Hier Ouatagouna, aujourd’hui Songho ! L’horreur frappe à nouveau le Mali. Trente-trois (33) belles âmes emportées par une barbarie innommable. La consternation, la colère, l’indignation et l’impuissance, tels sont les sentiments qui animent aujourd’hui la plupart des Maliens.
Comment un tel carnage a-t-il pu se (re)produire ? Pourquoi ? Qui en sont les auteurs et les éventuels commanditaires ? Quels sont leurs mobiles ou motivations ? Autant de questions auxquelles le gouvernement devra rapidement apporter des réponses, au risque d’alimenter une spirale dangereuse de la violence.
En attendant d’avoir des éléments d’information supplémentaires et plus affinés, on peut d’ores et déjà s’interroger sur les limites de la stratégie sécuritaire actuelle. Cette dernière repose principalement sur la lutte contre le terrorisme. Or elle conduit à une impasse à la fois conceptuelle et opérationnelle.
Pour de nombreux acteurs la lutte contre le terrorisme est un rempart contre les attaques des civils. Pourtant, l’une n’entraine pas automatiquement l’autre. Il s’agit de deux objectifs, certes intimement liés mais pas interchangeables. La différenciation n’est pas que d’ordre cosmétique, elle a un réel impact sur la façon dont les opérations sont planifiées et conduites. En effet, la lutte contre le terrorisme ne saurait être le but ultime auquel tous les autres devraient être subordonnés au regard des limites d’une telle approche qui ne prend pas en compte la multiplicité et la complexité́ des dynamiques (socio-économiques, politiques et plus largement les déficits en termes de gouvernance) qui sous- tendent ou alimentent l’insécurité́ dans cette région.
Un recentrage de l’agenda stratégique sur la protection des civils permettrait d’orienter les ressources et les énergies vers la sécurisation des personnes qui sont en première ligne et les plus directement affectées par la violence et l’insécurité, ainsi que de sécuriser leurs biens et moyens d’existence. Cela serait d’autant plus utile que le déficit de protection des civils et le sentiment pour les communautés locales d’être livrées à elles-mêmes figurent parmi les facteurs qui facilitent l’implantation locale des groupes armés et renforcent leur attractivité auprès de certains groupes sociaux.
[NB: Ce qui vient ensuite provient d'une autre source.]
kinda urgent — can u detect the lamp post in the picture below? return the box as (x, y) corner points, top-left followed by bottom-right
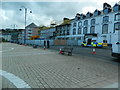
(19, 6), (32, 44)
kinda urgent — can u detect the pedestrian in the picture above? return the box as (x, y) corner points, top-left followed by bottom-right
(47, 40), (50, 48)
(44, 40), (46, 48)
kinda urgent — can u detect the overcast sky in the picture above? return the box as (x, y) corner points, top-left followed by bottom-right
(0, 0), (119, 29)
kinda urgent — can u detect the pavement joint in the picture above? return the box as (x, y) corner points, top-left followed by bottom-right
(1, 43), (118, 88)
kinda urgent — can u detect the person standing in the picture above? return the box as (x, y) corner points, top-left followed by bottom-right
(47, 40), (50, 48)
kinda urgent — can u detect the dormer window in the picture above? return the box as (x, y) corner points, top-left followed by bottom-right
(75, 16), (80, 20)
(75, 13), (80, 20)
(80, 14), (86, 19)
(86, 12), (93, 18)
(113, 3), (120, 12)
(94, 9), (101, 16)
(103, 3), (111, 9)
(103, 8), (112, 14)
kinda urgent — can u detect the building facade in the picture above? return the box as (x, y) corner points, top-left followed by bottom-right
(69, 3), (120, 45)
(55, 18), (71, 40)
(52, 2), (120, 45)
(18, 23), (39, 40)
(18, 2), (120, 46)
(40, 27), (56, 40)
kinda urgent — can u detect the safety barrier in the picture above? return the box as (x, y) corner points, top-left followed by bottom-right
(18, 40), (54, 46)
(18, 40), (82, 46)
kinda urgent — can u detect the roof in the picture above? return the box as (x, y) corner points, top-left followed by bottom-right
(56, 19), (71, 27)
(26, 23), (38, 28)
(73, 2), (120, 21)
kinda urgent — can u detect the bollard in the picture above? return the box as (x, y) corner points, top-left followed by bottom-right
(59, 48), (62, 54)
(91, 48), (96, 54)
(44, 46), (46, 50)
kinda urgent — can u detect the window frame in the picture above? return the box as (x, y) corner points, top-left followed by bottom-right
(113, 4), (119, 12)
(73, 22), (76, 27)
(114, 22), (120, 33)
(78, 27), (82, 34)
(103, 16), (109, 23)
(73, 28), (76, 35)
(84, 20), (88, 26)
(102, 24), (108, 34)
(83, 27), (88, 34)
(90, 26), (95, 34)
(91, 18), (95, 25)
(78, 21), (82, 27)
(115, 13), (120, 21)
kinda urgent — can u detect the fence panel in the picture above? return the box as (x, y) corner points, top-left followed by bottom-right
(54, 40), (67, 45)
(78, 40), (83, 45)
(67, 40), (78, 46)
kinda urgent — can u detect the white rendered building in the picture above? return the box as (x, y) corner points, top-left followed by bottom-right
(69, 3), (120, 45)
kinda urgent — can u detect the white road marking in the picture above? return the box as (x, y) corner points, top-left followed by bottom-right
(0, 70), (31, 88)
(0, 48), (14, 52)
(2, 52), (56, 57)
(103, 83), (118, 88)
(11, 48), (14, 50)
(2, 51), (50, 54)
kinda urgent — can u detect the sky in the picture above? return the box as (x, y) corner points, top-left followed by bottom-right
(0, 0), (119, 29)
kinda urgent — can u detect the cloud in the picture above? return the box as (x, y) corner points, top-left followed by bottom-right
(2, 0), (119, 3)
(0, 9), (15, 28)
(91, 0), (119, 6)
(0, 9), (8, 21)
(81, 6), (97, 14)
(0, 1), (118, 29)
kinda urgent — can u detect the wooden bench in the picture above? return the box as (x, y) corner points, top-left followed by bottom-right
(60, 47), (73, 56)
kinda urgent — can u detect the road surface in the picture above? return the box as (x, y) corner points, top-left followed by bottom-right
(1, 43), (119, 89)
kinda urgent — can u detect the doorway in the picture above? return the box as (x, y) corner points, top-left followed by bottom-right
(87, 39), (92, 45)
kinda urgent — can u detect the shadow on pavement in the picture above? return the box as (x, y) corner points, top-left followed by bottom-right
(112, 58), (120, 63)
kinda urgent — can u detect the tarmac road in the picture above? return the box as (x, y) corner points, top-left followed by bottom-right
(50, 45), (120, 65)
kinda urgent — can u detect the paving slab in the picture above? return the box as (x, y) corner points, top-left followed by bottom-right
(1, 43), (119, 89)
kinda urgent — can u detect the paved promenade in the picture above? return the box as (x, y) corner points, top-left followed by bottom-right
(1, 43), (119, 89)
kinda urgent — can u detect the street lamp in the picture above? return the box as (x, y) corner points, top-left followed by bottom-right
(19, 6), (32, 44)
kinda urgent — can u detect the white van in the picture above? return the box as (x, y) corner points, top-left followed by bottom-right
(112, 30), (120, 58)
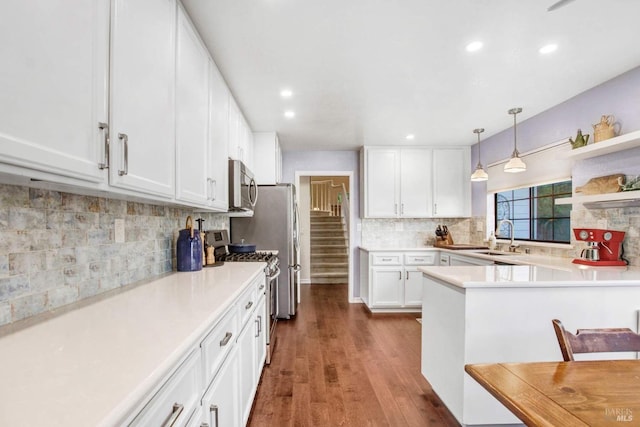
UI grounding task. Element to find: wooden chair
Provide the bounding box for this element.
[552,318,640,361]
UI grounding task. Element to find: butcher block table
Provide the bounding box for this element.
[465,360,640,426]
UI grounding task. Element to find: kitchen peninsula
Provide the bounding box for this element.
[419,261,640,426]
[0,262,266,427]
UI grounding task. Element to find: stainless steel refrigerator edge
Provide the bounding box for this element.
[231,184,300,318]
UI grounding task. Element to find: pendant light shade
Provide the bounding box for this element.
[504,107,526,173]
[470,128,488,181]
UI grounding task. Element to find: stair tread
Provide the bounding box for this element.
[313,261,349,267]
[311,272,349,277]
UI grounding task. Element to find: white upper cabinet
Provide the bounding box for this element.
[432,148,471,217]
[0,0,110,183]
[175,5,209,206]
[361,147,432,218]
[363,148,398,217]
[361,146,470,218]
[252,132,282,185]
[109,0,176,198]
[228,98,254,169]
[207,59,230,211]
[399,148,433,217]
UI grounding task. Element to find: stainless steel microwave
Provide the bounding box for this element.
[228,159,258,212]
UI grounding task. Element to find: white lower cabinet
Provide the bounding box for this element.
[255,292,267,379]
[361,250,438,312]
[129,349,202,427]
[237,310,257,425]
[199,346,240,427]
[127,274,266,427]
[404,268,425,306]
[448,253,494,266]
[371,267,404,307]
[237,290,266,425]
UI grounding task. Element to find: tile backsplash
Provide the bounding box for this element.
[361,218,474,248]
[0,184,228,326]
[361,207,640,267]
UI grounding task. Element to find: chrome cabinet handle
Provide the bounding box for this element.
[206,178,212,200]
[98,122,109,169]
[406,271,409,280]
[255,318,260,337]
[212,179,217,200]
[161,403,184,427]
[201,423,209,427]
[414,258,425,262]
[259,283,265,291]
[394,203,398,214]
[401,203,404,215]
[399,271,402,280]
[245,301,253,310]
[434,203,437,215]
[210,404,219,427]
[118,133,128,176]
[219,332,232,346]
[382,258,392,261]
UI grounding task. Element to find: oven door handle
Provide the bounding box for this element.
[267,266,281,281]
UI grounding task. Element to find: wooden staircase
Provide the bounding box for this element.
[310,210,348,284]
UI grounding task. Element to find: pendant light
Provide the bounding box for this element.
[504,107,526,173]
[470,128,488,181]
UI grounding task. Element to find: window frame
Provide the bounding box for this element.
[493,180,572,244]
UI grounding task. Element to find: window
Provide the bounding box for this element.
[494,180,572,244]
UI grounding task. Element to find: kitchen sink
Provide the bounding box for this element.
[475,251,518,256]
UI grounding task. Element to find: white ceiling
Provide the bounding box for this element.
[182,0,640,151]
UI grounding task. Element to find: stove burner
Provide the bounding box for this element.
[219,251,276,263]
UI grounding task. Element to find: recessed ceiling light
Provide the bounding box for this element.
[539,44,558,54]
[280,89,293,98]
[284,111,295,118]
[406,134,415,140]
[465,41,483,52]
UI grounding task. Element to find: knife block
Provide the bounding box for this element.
[434,234,454,247]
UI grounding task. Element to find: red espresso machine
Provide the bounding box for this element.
[572,228,627,266]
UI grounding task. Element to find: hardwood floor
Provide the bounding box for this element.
[248,284,460,426]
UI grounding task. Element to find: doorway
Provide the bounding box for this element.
[295,171,354,301]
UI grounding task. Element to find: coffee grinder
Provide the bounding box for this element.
[572,228,627,266]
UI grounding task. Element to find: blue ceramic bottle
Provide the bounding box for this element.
[177,216,202,272]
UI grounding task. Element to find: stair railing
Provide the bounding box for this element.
[311,180,339,215]
[338,183,350,237]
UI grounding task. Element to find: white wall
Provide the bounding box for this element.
[298,176,311,284]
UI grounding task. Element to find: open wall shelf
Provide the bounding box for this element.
[563,129,640,160]
[556,191,640,209]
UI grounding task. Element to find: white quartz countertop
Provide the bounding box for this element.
[0,262,265,427]
[418,264,640,288]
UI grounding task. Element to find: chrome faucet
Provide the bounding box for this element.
[496,219,519,252]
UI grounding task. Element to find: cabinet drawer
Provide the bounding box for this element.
[371,253,402,265]
[130,349,202,427]
[201,306,239,387]
[404,253,436,265]
[237,282,257,326]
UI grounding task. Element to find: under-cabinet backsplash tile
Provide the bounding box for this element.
[0,184,228,326]
[361,217,474,248]
[361,209,640,267]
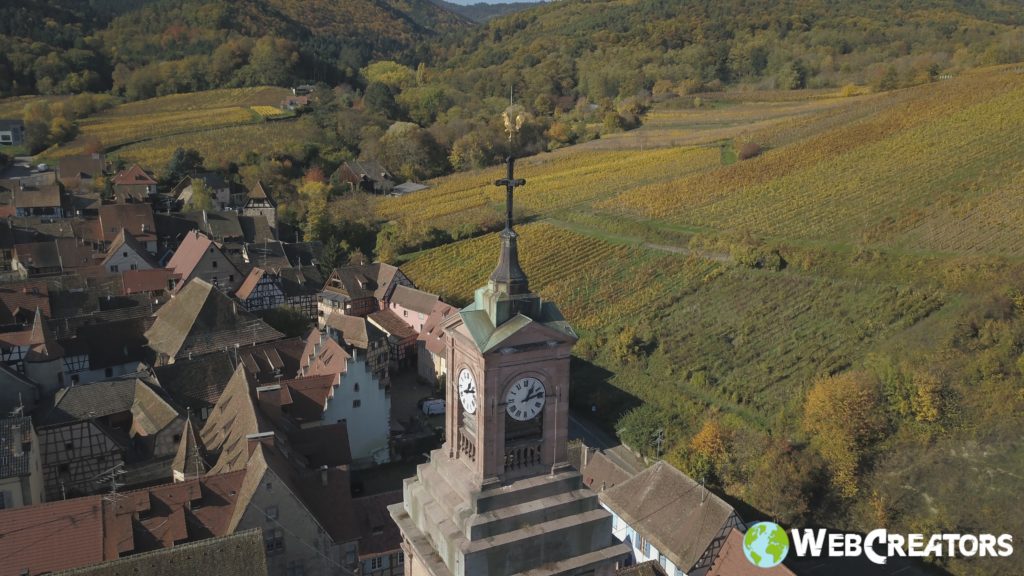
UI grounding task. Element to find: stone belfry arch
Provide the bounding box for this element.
[389,151,629,576]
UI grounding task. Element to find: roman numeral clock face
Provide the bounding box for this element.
[458,368,477,414]
[506,377,545,421]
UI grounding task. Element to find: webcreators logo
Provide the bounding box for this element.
[741,521,1014,569]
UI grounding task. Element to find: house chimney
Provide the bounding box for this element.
[320,465,329,487]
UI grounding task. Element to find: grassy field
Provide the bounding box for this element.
[396,66,1024,575]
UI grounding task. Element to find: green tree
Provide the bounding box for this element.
[377,122,448,181]
[166,147,204,184]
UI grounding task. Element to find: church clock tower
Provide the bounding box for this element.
[390,156,628,576]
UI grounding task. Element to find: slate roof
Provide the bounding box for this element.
[102,228,159,268]
[243,241,290,271]
[40,378,178,431]
[390,284,438,316]
[145,278,283,361]
[283,241,323,267]
[324,263,402,301]
[50,529,267,576]
[601,461,738,573]
[326,312,386,350]
[706,528,796,576]
[279,266,322,298]
[153,350,236,409]
[0,416,32,479]
[238,214,274,244]
[368,309,417,340]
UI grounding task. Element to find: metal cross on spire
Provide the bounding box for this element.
[495,156,525,231]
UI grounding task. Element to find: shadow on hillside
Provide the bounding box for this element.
[569,356,640,435]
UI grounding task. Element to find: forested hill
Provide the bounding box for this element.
[428,0,1024,104]
[0,0,468,99]
[2,0,1023,101]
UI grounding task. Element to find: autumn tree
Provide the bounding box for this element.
[803,371,888,497]
[186,180,214,211]
[376,122,448,181]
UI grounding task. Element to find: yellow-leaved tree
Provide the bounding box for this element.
[803,371,887,497]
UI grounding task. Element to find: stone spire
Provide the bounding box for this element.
[26,307,63,361]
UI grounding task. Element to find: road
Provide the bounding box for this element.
[568,412,647,476]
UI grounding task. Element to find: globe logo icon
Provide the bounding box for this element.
[743,522,790,568]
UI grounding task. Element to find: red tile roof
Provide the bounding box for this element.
[0,496,109,576]
[352,490,404,557]
[111,163,156,186]
[300,328,351,377]
[121,268,178,295]
[418,301,454,355]
[165,230,214,288]
[706,528,796,576]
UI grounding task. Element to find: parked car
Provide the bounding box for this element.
[421,398,445,416]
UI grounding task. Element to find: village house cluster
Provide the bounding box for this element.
[0,151,796,576]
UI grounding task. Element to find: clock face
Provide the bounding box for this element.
[506,377,545,421]
[458,368,477,414]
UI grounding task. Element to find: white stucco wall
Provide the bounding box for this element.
[321,356,390,466]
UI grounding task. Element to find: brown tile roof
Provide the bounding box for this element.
[705,528,796,576]
[300,328,351,377]
[368,309,417,340]
[50,529,267,576]
[40,378,178,432]
[246,180,274,203]
[0,496,109,575]
[418,301,454,355]
[0,280,49,324]
[14,182,61,208]
[616,560,668,576]
[258,375,335,423]
[352,490,404,557]
[144,278,283,362]
[390,284,438,316]
[236,337,305,383]
[235,267,267,301]
[111,164,156,186]
[326,312,386,350]
[171,416,208,480]
[601,461,738,573]
[581,448,634,493]
[57,153,105,183]
[98,203,156,243]
[200,366,270,475]
[121,268,178,294]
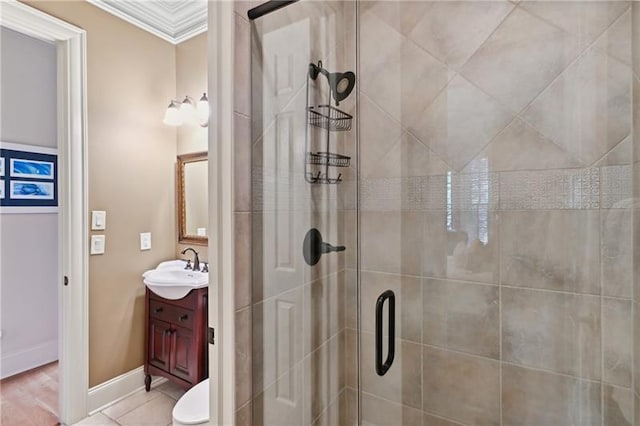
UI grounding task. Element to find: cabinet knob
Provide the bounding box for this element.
[153,307,163,314]
[178,314,189,322]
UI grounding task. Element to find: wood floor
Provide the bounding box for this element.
[0,362,59,426]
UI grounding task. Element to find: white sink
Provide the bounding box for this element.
[143,261,208,300]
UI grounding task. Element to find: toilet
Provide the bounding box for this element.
[172,378,210,426]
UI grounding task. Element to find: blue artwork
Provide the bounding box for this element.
[11,181,54,200]
[11,159,54,179]
[0,144,58,211]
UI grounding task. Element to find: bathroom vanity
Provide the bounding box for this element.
[144,287,208,391]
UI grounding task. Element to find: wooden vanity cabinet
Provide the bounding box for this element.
[144,287,208,391]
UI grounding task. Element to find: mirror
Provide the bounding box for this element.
[177,152,208,245]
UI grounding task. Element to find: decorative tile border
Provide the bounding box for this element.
[251,165,632,211]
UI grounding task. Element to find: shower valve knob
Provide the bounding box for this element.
[303,228,346,266]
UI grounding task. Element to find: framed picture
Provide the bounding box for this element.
[10,180,55,200]
[0,142,58,214]
[10,158,55,179]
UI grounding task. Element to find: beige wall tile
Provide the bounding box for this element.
[521,1,630,48]
[359,390,422,426]
[236,307,252,408]
[634,302,640,395]
[359,332,422,409]
[502,287,601,380]
[236,401,252,426]
[468,118,583,172]
[311,389,346,426]
[597,136,632,167]
[359,94,403,177]
[422,346,500,426]
[603,385,633,426]
[593,9,632,66]
[360,271,422,343]
[361,13,450,127]
[423,279,499,359]
[361,211,423,276]
[522,46,631,166]
[235,212,252,310]
[633,4,640,76]
[410,75,514,172]
[234,113,252,212]
[422,413,464,426]
[602,209,633,299]
[369,133,450,179]
[462,7,581,113]
[409,1,514,70]
[234,14,251,116]
[360,1,430,38]
[502,364,601,426]
[500,210,601,294]
[424,210,499,284]
[602,298,632,388]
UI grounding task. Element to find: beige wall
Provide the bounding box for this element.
[24,0,178,387]
[176,32,209,261]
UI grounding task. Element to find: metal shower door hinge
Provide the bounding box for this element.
[64,276,69,286]
[208,327,215,345]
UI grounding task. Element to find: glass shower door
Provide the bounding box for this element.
[358,1,635,425]
[251,2,357,425]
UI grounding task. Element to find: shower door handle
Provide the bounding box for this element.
[375,290,395,376]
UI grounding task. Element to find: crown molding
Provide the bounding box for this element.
[86,0,207,44]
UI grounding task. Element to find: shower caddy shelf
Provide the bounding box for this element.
[305,61,353,185]
[307,105,353,132]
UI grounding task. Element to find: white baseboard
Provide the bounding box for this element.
[87,366,167,415]
[1,340,58,379]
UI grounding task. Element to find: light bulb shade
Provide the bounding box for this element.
[180,96,196,124]
[197,93,209,127]
[163,101,182,126]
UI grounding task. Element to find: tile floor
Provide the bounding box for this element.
[73,381,185,426]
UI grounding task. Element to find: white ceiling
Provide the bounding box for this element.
[86,0,207,44]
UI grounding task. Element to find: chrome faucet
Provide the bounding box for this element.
[181,247,200,272]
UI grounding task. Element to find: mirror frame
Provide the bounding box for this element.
[177,151,208,245]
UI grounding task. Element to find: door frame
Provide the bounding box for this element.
[208,0,236,424]
[0,1,89,424]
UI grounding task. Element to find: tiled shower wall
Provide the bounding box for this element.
[346,1,636,425]
[633,2,640,424]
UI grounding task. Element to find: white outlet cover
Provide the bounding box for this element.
[91,210,106,230]
[91,235,106,255]
[140,232,151,251]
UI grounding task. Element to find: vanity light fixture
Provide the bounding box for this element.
[164,93,209,127]
[163,100,183,126]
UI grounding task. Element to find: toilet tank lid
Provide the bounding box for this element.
[172,379,210,424]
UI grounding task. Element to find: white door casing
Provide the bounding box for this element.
[0,1,89,424]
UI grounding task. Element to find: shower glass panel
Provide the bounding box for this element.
[251,1,638,425]
[357,1,636,425]
[251,2,356,425]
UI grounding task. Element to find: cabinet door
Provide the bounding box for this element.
[170,324,196,383]
[149,318,171,371]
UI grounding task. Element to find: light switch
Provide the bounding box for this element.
[140,232,151,251]
[90,235,106,255]
[91,211,106,230]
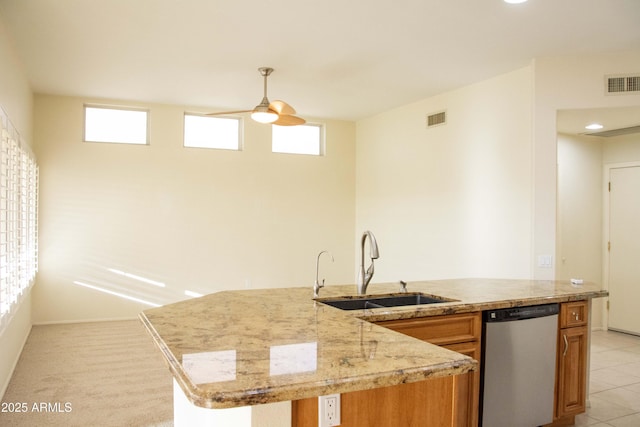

Une telle approche suppose de revoir la hiérarchie des interventions, afin de mettre l’action antiterroriste au service de la protection et de la sécurisation effective des populations civiles, et de mieux tenir compte de l’interrelation entre les différentes formes d’insécurité́ auxquelles sont confrontées les populations au Mali. Ainsi, l’efficacité des actions des FDS, ne sera plus uniquement évaluée à l’aune du nombre de « terroristes neutralisés » mais aussi et surtout du nombre de villages et personnes secourus ou défendus. Ce changement de paradigme a également l’avantage de rapprocher les actions des FDS des préoccupations des populations et de contribuer à l’amélioration de leurs relations.